The Sculptor is about a guy who is struggling to become someone great. He wants to make great work, and he wants to be recognized as Someone Who Makes Great Work. Many people will tell you that creative work should be done for its own sake, and while I definitely agree, I can also admit that sometimes I only wish that were the whole truth. For many, respect and earning a living and achieving celebrity are also important aspects of creative ambitions. This book gave me a lot to think about in that regard. But, as per usual, I’m also a sucker for a love story, and the love-tinged, tragic plot line is what drew me to this story in the first place. Boy has dream. Boy makes deal with death to achieve dream. Boy meets girl. Boy regrets said deal instantly. Hijinks ensue. I really loved this book.

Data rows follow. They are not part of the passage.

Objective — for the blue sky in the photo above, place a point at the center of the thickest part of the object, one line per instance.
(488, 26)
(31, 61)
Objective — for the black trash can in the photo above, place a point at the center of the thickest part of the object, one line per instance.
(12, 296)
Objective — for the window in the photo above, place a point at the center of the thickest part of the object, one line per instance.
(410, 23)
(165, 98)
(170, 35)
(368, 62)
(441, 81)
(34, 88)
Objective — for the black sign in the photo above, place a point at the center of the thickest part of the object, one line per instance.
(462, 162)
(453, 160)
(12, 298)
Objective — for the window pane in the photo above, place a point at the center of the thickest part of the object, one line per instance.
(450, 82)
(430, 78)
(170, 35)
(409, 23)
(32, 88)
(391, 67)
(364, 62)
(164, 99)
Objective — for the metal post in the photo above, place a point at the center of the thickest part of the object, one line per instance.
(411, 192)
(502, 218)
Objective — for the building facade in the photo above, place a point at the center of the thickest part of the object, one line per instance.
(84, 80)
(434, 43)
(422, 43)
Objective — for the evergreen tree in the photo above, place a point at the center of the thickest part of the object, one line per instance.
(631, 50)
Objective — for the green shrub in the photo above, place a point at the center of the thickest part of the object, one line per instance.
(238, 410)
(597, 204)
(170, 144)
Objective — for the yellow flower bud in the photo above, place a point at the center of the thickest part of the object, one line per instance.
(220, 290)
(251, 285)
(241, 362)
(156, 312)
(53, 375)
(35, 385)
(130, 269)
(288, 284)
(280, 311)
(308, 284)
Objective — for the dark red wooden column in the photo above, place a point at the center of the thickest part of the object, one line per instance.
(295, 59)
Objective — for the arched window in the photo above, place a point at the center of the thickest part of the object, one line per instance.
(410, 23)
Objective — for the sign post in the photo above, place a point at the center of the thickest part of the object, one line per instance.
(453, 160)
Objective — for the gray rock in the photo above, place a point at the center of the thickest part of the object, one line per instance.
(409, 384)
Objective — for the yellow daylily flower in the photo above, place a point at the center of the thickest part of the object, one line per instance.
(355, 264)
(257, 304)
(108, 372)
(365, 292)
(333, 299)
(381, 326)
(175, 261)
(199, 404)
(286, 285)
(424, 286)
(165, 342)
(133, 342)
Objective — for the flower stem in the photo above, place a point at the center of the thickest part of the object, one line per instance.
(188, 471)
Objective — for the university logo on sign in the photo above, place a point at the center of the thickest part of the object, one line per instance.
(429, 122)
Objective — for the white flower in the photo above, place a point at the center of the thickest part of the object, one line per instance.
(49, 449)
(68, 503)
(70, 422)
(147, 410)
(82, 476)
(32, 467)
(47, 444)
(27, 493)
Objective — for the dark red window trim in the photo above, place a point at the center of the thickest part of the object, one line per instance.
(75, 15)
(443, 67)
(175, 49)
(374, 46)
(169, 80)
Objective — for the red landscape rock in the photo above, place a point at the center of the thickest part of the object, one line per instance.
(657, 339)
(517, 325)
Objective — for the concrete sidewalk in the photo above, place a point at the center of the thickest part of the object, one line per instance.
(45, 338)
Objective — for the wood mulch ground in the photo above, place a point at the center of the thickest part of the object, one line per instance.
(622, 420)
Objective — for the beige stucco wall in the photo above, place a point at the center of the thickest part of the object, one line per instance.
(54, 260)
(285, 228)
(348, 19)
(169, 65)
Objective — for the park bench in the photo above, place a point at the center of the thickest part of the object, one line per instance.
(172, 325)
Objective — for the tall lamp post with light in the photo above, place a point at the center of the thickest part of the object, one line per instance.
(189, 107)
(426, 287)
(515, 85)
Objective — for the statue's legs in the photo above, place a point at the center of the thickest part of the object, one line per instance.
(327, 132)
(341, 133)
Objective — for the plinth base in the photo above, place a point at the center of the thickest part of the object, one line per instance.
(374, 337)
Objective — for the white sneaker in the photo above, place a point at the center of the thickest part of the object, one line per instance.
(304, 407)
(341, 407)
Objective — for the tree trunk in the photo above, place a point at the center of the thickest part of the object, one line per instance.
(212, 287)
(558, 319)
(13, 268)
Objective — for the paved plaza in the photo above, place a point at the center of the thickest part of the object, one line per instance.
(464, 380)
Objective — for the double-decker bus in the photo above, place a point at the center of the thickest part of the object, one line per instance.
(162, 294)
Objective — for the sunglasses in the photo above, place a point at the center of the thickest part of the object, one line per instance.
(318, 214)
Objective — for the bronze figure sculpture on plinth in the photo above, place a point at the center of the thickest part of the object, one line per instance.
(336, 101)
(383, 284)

The Girl With All the Gifts by M.R. Carey | Melanie is a very special girl. Dr. Caldwell calls her “our little genius.” Every morning, Melanie waits in her cell to be collected for class. When they come for her, Sergeant Parks keeps his gun pointing at her while two of his people strap her into the wheelchair. She thinks they don’t like her. She jokes that she won’t bite, but they don’t laugh. Melanie loves school. She loves learning about spelling and sums and the world outside the classroom and the children’s cells. She tells her favorite teacher all the things she’ll do when she grows up. Melanie doesn’t know why this makes Miss Justineau look sad.
The less you know about this book, the better, so I won’t say much except that I absolutely devoured it.
All My Puny Sorrows by Miriam Toews | Elf and Yoli are sisters. While on the surface Elfrieda’s is an enviable life (she’s a world-renowned pianist, glamorous, wealthy, and happily married) and Yolandi’s a mess (she’s divorced and broke, with two teenagers growing up too quickly), they are fiercely close—raised in a Mennonite household and sharing the hardship of Elf’s desire to end her own life. After Elf’s latest attempt, Yoli must quickly determine how to keep her family from falling apart, how to keep her own heart from breaking, and what it means to love someone who wants to die.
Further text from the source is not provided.